5、实用小工具:1、Xshell5等连接工具。可以很方便的在windows与虚拟机之间切换,可以使用ctrl+c、ctrl+v、tab等快捷键,会很方便快捷,省去手动输入一些复杂的指令。2、更新yum源。把yum源换成阿里源或者163源,可以很方便地下载软件,只要上面有的都能下载。

下面就是正文部分

目录:1、下载并配置CentOS7、Hadoop、Spark、jdk、scala、scala ide for ecplise

           2、启动完全分布式集群

           3、实现K-Means算法

正文:

           1.1 下载并安装CentOS7

                  1.下载VmwareWorkstation10.0(可以下载其他版本)

                  2.安装CentOS7 参考博客:http://www.osyunwei.com/archives/7829.html


           1.2  下载并安装Hadoop2.8.0

                  参考的博客:https://blog.csdn.net/pucao_cug/article/details/71698903

                  主要的步骤就是:实现不同虚拟机之间的免密登录-->安装hadoop-->修改hadoop配置文件-->启动hadoop-->                   测试hadoop

           1.3  下载并安装JDK1.8.0_162

               参考的博客:http://blog.csdn.net/pucao_cug/article/details/68948639(虽然那篇博文用的是ubuntu,但是jdk安装在CentOS下也一样,我使用的是最新版的jdk

           1.4  下载并安装spark

                  参考的博客:https://www.cnblogs.com/NextNight/p/6703362.html

     1.5 下载并安装scala

          类似于jdk的安装,都是从官网下载压缩包,解压,添加路径即可

           1.6  下载并安装Scala ide

                  1.下载地址:http://scala-ide.org/。使用Scala ide 需要用到CentOS7的GUI界面,可以用#yum installgroup GNOME 下载一个可视化桌面。安装完可视化界面之后,就解压压缩包,即可使用Scala Ide for Ecplise。

            2.如何新建scala工程:参考博客:https://blog.csdn.net/wangmuming/article/details/34079119

            3.配置Scala Ide for Ecplise:想要使用Spark Millb之类的包,必须导入spark依赖包。具体的方法是:在自己project右键-->properties-->Java Build Path-->Add extern jars-->打开自己spark文件夹中的Jars文件夹-->把所有.jar文件导入(spark2.0以上的版本才有jars文件夹)

            4.Scala IDE环境已经搭建完毕,运行Demo:wordcount。

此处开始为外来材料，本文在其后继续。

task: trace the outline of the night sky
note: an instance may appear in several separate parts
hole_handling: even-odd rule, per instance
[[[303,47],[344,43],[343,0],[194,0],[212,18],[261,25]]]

              参考博客: https://blog.csdn.net/hqwang4/article/details/72615125

      2.1 启动集群

        其实前面的博客中已经提到了如何配置启动集群,这里就不再重复了。

      2.2 把任务提交到集群

        参考博客:https://www.cnblogs.com/zengxiaoliang/p/6508330.html

      3.1 实现K-Means算法

        实现K-Means算法的方式有很多种,我选择的是用基于Spark Millb包的K-Means算法,用的是Scala语言编写的。我选择的原始数据是Iris.csv(莺尾花数据)主要代码如下:

           

package test
import org.apache.spark.{SparkContext, SparkConf}
import org.apache.spark.mllib.clustering.{KMeans, KMeansModel}
import org.apache.spark.mllib.linalg.Vectors

object KmeansTest {
  def main(args: Array[String]) {

    val conf = new
        SparkConf().setAppName("K-Means Clustering").setMaster("spark://192.168.1.110:7077")
    val sc = new SparkContext(conf)
         sc.addJar("/opt/KmeansTest.jar")
    val rawTrainingData = sc.textFile("hdfs://192.168.1.110:9000/Hadoop/Input/Iris.csv")
    val parsedTrainingData =
      rawTrainingData.map(line => {
        Vectors.dense(line.split(",").map(_.trim).filter(!"".equals(_)).map(_.toDouble))
      }).cache()

    //Cluster the data into two classes using KMeans
      

    val numClusters = 3
    val numIterations = 40 
    val runTimes = 3
    var clusterIndex: Int = 0
    val clusters : KMeansModel = KMeans.train(parsedTrainingData, numClusters, numIterations, runTimes)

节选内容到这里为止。